The Urgent Need for Data Access in the Age of AI
Climate misinformation is one of the great challenges of our age, with its propagators ranging from distant strangers on Facebook or Twitter to the President of the United States. It misleads the public, undermines scientific consensus, and delays necessary actions to address climate change, exacerbating its impacts. However, there appears little we can do to combat it. With the current legal landscape, the tools and systems we need to fight the spread of misinformation aren’t at our disposal; conversely, the perpetrators of misinformation are able to expand their efforts with AI technologies and social media networks, leaving the fact-checkers of the world on an uneven playing field.

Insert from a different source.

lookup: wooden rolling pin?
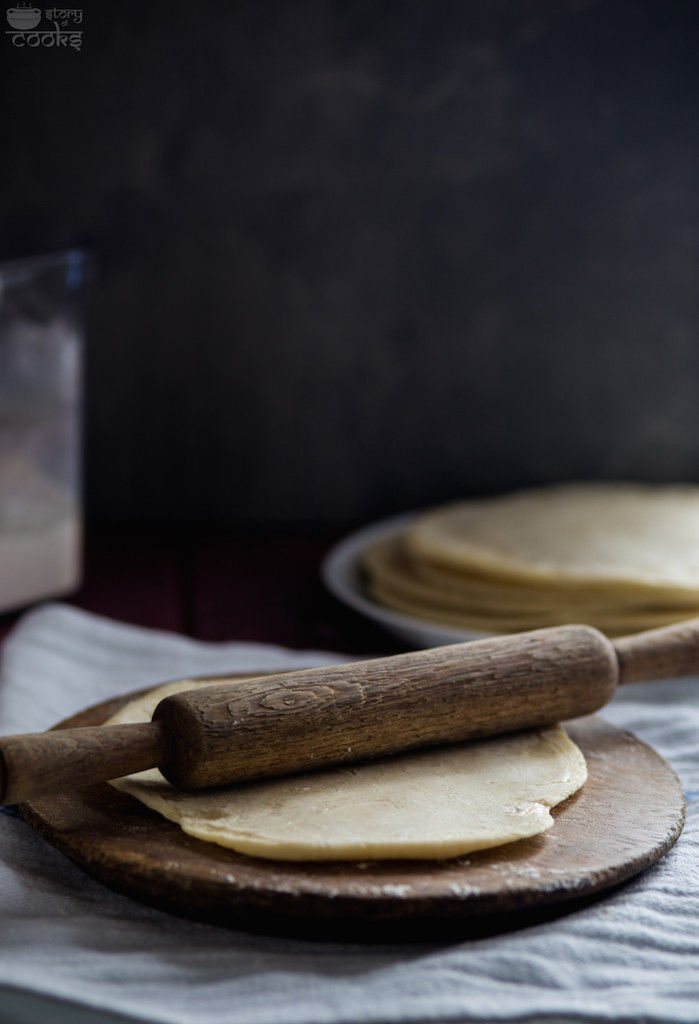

In response to misinformation, fact-checkers have attempted to inform readers how they have been misled, publishing their work countering the misleading statements. This work continues today, with ABC RMIT Fact Check and the Australian Associated Press being notable examples. But increasingly, these organisations are struggling to make an impact due to lack of trust, especially amongst people who identify as right-leaning – the group that believes the most in climate misinformation. Fact-checkers also have to deal with a media landscape where anyone can say something and publish it online, greatly expanding the scale of what they need to cover.
One of the most promising new methods of protecting the general public against climate change misinformation has been the concept of pre-bunking, where readers see the misinformation being debunked before they ever see the misinformation. However, to pre-bunk misinformation you need to quickly know what misleading claims exist and where they are, and in our current legal system, that job is challenging.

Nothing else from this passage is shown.